Coronary chronic total occlusion means there is an occluded vessel. It does not inform us about vessel diameter/“graftability”, the amount of involved myocardial mass and if that territory is viable or not. It also does not tell us either about the amount of collateral circulation and if it comes from same or opposite coronary system. An occluded but collateralized proximal LAD is not comparable to an occluded non-dominant posterior descending artery. Therefore, in an observational setting, it is impossible to establish if the difference in treatment of CTO lesions is driven to chance, perceived true benefit, operational expertise or more palpable, yet, relevant details such extent of CAD, vessel size, CTO length, myocardium at risk or myocardial viability. Intuitively, a prerequisite for revascularizing CTOs is that the myocardium in the subtended zone is viable. This is by itself a controversial and debatable subject as the STICH trial did not show viability to be an interaction of treatment effect19; although this issue has not been specifically addressed in patients with CTOs. Additionally, it is not addressed in the studies included in this metanalysis whether the decision to operate was driven by a CTO or non-CTO lesion, the former being linearly associated with disease severity.
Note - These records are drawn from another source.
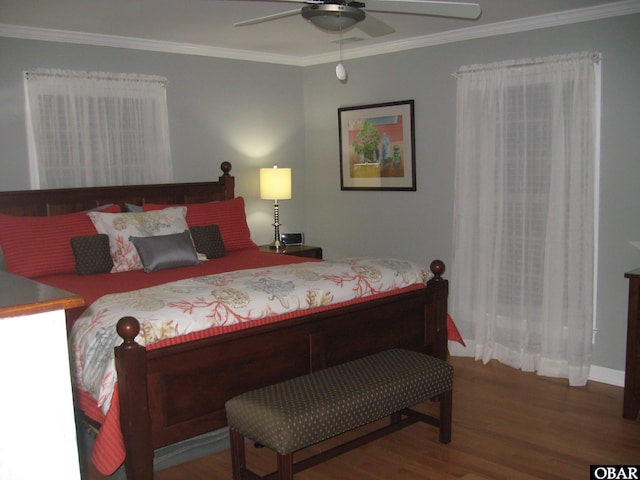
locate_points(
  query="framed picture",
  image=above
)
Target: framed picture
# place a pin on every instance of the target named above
(377, 147)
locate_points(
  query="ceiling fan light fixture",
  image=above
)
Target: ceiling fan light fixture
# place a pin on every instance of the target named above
(332, 17)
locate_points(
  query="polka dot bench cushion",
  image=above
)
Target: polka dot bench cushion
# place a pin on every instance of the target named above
(297, 413)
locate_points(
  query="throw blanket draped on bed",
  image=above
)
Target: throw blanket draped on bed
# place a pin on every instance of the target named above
(186, 306)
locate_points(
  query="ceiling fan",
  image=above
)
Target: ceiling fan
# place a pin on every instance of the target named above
(337, 15)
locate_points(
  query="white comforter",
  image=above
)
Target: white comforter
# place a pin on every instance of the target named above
(196, 304)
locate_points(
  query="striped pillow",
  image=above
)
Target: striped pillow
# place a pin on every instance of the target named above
(41, 245)
(228, 215)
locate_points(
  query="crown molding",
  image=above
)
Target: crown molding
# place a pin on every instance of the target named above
(625, 7)
(617, 9)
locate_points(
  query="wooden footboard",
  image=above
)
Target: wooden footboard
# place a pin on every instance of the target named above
(173, 393)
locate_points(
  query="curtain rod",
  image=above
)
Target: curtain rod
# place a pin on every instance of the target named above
(527, 62)
(130, 77)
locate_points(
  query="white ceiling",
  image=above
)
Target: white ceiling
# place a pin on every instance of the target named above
(205, 27)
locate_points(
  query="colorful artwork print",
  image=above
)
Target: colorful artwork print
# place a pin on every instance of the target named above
(377, 147)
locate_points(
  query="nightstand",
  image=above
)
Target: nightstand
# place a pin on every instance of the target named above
(296, 250)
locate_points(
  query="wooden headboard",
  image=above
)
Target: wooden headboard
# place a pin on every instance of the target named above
(69, 200)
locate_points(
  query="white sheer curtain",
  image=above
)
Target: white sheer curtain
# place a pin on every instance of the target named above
(526, 202)
(90, 129)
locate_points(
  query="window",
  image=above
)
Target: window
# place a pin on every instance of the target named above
(525, 227)
(96, 129)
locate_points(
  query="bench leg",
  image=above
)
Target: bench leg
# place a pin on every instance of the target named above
(238, 459)
(446, 410)
(285, 467)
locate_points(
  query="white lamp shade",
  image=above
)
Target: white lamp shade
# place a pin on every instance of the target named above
(275, 183)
What seems clear from the growing body of evidence regarding CTO invasive treatment is that not all CTO lesions are alike. Benefit most likely relates to the revascularization technique – CABG being less prone to future occlusive events than a stented complex lesion like a long CTO; and surgical collateralization superiorly preventing cardiac events related to the non-CTO lesions. The more severe, proximal and diffuse CAD is the more CABG protected against spontaneous myocardial infarction (MI), driving a mortality benefit versus OMT alone or PCI, by supplying flow distal to atheroma plaques whatever the stenosis degree. Prognosis is impacted by complete revascularization20 and in the setting of CTO it is more easily achieved with CABG.21,22
One of the most important sources of information remains the SYNTAX trial and registry in which 26% of the 1095 PCI patients and 36% of 1541 CABG patients had CTOs. In the randomized component of the SYNTAX trial, there were 543 patients with CTOs, 277 treated with PCI and 266 with CABG. More CTOs were successfully revascularized by CABG (68%) than with PCI (49%) and importantly there was a significant reduction of MACCE with complete revascularization.20 SYNTAXES (SYNTAX-Extended Survival), an investigator-driven, retrospective follow-up study, designed to compare long-term survival data (10-year follow-up) of patients previously enrolled in the SYNTAX trial, failed to demonstrate a survival benefit of CTO revascularization, regardless of the technique used (PCI or CABG).22 However, this must be interpreted in the context that in the overall SYNTAX population at 5 years, despite higher rates of MACCE, driven by the higher risk of MI and repeat revascularisation, there was no significant difference between PCI and CABG for all-cause death except in patients with three vessel disease.17
In summary, the issue is not CABG or medical therapy for CTO, as optimal medical therapy is an essential, irreplaceable, lifelong complement to CABG. In addition, the decision driver for CABG is not CTO per se, but the coexistence of severe CAD, including multi vessel or left main disease, for which, despite the lack of modern medical therapy randomized comparison, CABG remains a class IA recommendation in the most recent European Guidelines.23
Conflicts of interestThe authors have no conflicts of interest to declare.